Aufnahme der Papstrede

Die Bestätigung der "Option für die Armen" aus dem christlichen Glauben heraus und die sehr deutliche Kritik an der Globalisierung des liberalen Kapitalismus sind schon zum Allgemeingut der Versammlung geworden. Die indianischen und afroamerikanischen Organisationen weisen hingegen klar zurück, dass die Evangelisierung des Kontinents ohne jede Entfremdung für sie stattgefunden habe. Es ist offensichtlich, dass die Versammlung die Aussage so nicht stehen lassen kann. Es wird zu sehen sein, wie sie dieses Dilemma löst: dem Papst nicht zu deutlich widersprechen und der geschichtlichen Wirklichkeit gerecht werden.

Auch fehlende Themen geben zu reden: Dialog und Ökumene sowie Pfarreien und Basisgemeinden.

Ab Dienstag präsentierten die 22 Vorsitzenden der nationalen Bischofskonferenzen auf ein bis zwei Seiten Erwatungen und Hoffnungen für die Versammlung. Am Mittwoch und Donnerstag, nach zwei weiteren Tagen der Diskussion in 15 Untergruppen, zeichnen sich gemäß Bischof Augusto Castro aus Kolumbien erste inhaltliche Linien in der Analyse ab: 1. Schwierigkeiten bei der Weitergabe des Glaubens,
2. kultureller Wandel,
3. Bedrohung der Menschenwürde,
4. wachsende soziale Ungleichheit zwischen Armen und Reichen.
Auch ökologische Probleme im Amazonasgebiet und bei der Ausbeutung von Bodenschätzen scheinen ein wichtiges Thema zu werden.

Freitag und Samstag diskutierten die Bischöfe in den Untergruppen darüber, was für sie "Jünger und Missionare Jesu Christi" sind. Die Begriffe sind vage, werden unterschiedlich gefüllt. Die Ergebnisse werden am 21. Mai veröffentlicht. Dann werden auch etwa 18 thematische Kommissionen die Arbeit aufnehmen. Während zwei Wochen werden die Kommissionen einen Text aus ihrem Themenbereich heraus für das Schlussdokument erstellen.

Die alten Differenzen werden sichtbar

Die Feststellung, dass Christen und Christinnen beziehungsweise die Kirche heute einen grundlegenden Wandel der Kultur erleben, zieht sich wie ein roter Faden durch die Pressekonferenzen. Es gehe nicht mehr um einen Wandel innerhalb einer bestimmten Denk- und Lebensweise, sondern um einen grundsätzlichen Wandel der Denk- und Lebensweise.

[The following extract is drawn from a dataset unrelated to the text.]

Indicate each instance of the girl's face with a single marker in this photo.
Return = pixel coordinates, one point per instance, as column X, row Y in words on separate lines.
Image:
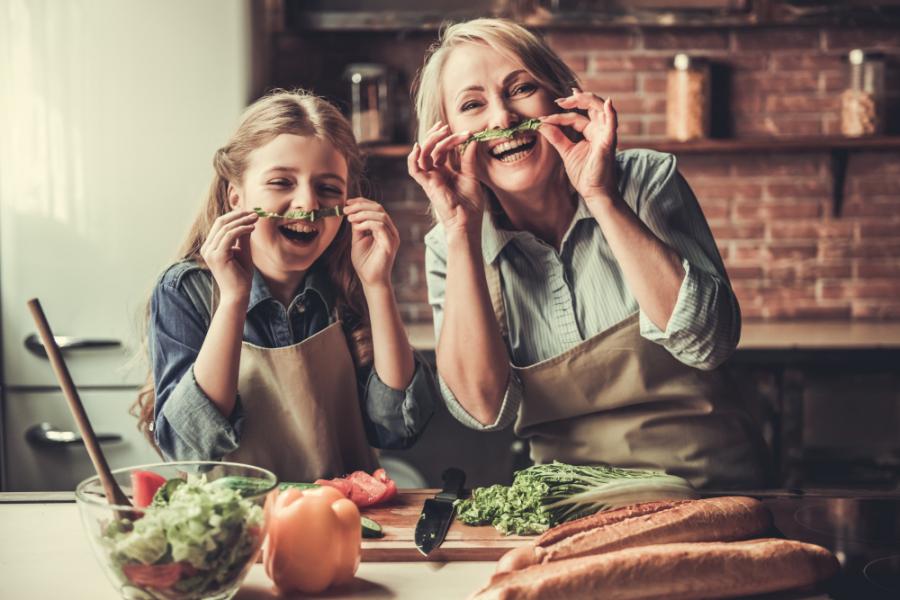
column 483, row 89
column 292, row 172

Nicht einig sind sich die Teilnehmenden darin, was dieser Wandel für die Kirche bedeutet. Sieht Bischof Castro die Kirche in eine für sie feindliche Zeit eintreten, so weist Bischof Angelico aus Brasilien in der gleichen Pressekonferenz darauf hin, die Chancen des Wandels zu ergreifen.

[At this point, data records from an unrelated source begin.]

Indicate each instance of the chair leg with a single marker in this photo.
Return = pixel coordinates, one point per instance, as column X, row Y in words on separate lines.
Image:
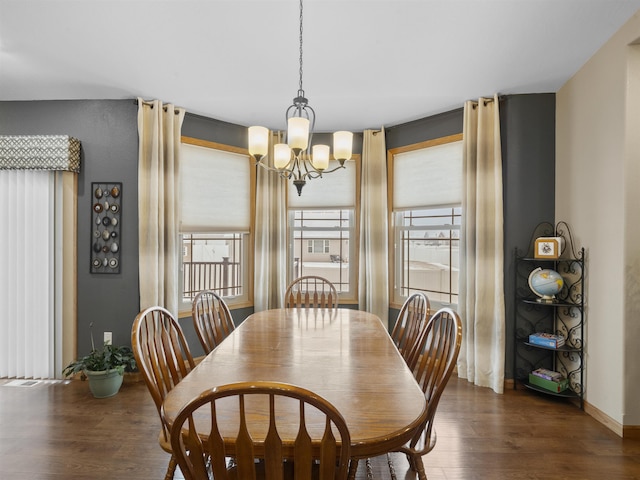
column 171, row 469
column 418, row 466
column 353, row 468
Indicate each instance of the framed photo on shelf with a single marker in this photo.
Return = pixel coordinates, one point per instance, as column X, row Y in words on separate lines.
column 547, row 247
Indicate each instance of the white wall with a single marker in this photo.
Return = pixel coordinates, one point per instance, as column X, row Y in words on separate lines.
column 597, row 188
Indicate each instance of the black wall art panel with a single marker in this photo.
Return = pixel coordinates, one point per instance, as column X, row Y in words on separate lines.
column 106, row 214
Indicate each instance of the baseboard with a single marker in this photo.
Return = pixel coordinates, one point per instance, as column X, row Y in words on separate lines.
column 631, row 431
column 624, row 431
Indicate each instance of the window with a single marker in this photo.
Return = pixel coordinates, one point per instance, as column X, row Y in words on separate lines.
column 217, row 185
column 326, row 234
column 323, row 228
column 318, row 246
column 426, row 182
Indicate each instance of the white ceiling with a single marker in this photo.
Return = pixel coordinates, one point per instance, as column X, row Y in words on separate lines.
column 366, row 63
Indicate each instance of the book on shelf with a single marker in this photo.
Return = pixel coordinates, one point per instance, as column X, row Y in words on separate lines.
column 549, row 385
column 548, row 374
column 546, row 339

Hier zeichnen sich die altbekannten Linien ab: Die einen betrauern den Verlust der alten Ordnung, in dem die katholische Kirche die Erziehung, Kultur, Wirtschaft, Politik der Gesellschaften wesentlich mitprägte ("Christenheit"). Andere sehen die Chancen der neuen Zeit. Zwischen diesen Polen wird auch in Aparecida diskutiert werden.

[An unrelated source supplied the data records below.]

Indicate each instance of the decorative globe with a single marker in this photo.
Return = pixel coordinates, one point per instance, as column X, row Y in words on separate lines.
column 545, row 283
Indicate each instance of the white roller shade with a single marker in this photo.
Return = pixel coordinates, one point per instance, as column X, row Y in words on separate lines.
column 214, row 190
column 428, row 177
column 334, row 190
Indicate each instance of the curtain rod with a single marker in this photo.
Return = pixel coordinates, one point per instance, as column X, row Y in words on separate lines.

Was dieser Wandel positiv bedeuten kann, das hat der honduranische Kardinal Oscar Rodríguez schon einmal vorgezeichnet. Er fordert eine grundlegende "pastorale Umkehr". Die alten Methoden von Katechese und Mission seien nicht mehr wirksam.

Das hat aber schon 1992 die Versammlung von Santo Domingo gefordert. Was wurde in den zurück liegenden 15 Jahren getan oder unterlassen, dass die Neuausrichtung in der Pastoral der Kirche nicht statt fand? Die Antwort hängt davon ab, wie selbstkritisch die Kirche von den Teilnehmenden analysiert wird.

Lebendige Befreiungstheologie

Nach einigen Tagen überraschte es nicht mehr, dass sich die Vertreterinnen und Vertreter der schon häufig totgesagten
Befreiungstheologie innerhalb und außerhalb der Versammlung als sehr lebendig zeigen. Ihre Stimme ist vernehmbar. Innerhalb der Konferenz sprachen sich der ehemalige Romero-Mitarbeiter Jesús Delgado und Bischof Angélico Sândalo Bernardino aus Brasilien dafür aus, die Bischöfe mögen wie der Papst die baldige Seligsprechung des 1980 ermordeten Erzbischofs und Praktikers der Befreiungstheologie Oscar Romero aus El Salvador in einem gemeinsamen Brief an den Vatikan unterstützen.

Pastoraler Alltag in Brasilien – umstrittene Themen sind auf dem Tisch

Am Sonntag werden die Bischöfe in Pfarreien in der Umgebung von Aparecida die pastorale Situation kennen lernen. Dort werden sie auf Männer und Frauen treffen, für die die sonntägliche Messfeier auch zur Ausnahme wird: Denn in Brasilien werden 73 Prozent der katholischen Sonntags-Gottesdienste ohne Priester gefeiert. Die Mehrzahl davon wird
von Frauen geleitet.

Ein heißes Eisen mehr für die Versammlung: wie kann die katholische Kirche vor Ort die sonntägliche Messfeier garantieren, wenn ihr die ordinierten Priester dazu fehlen? Wie kann ein Priester in einer Pfarrei mit 40.000 Menschen eine sinnvolle Pastoral gestalten? - So fragte Bischof Alvaro Ramazzini.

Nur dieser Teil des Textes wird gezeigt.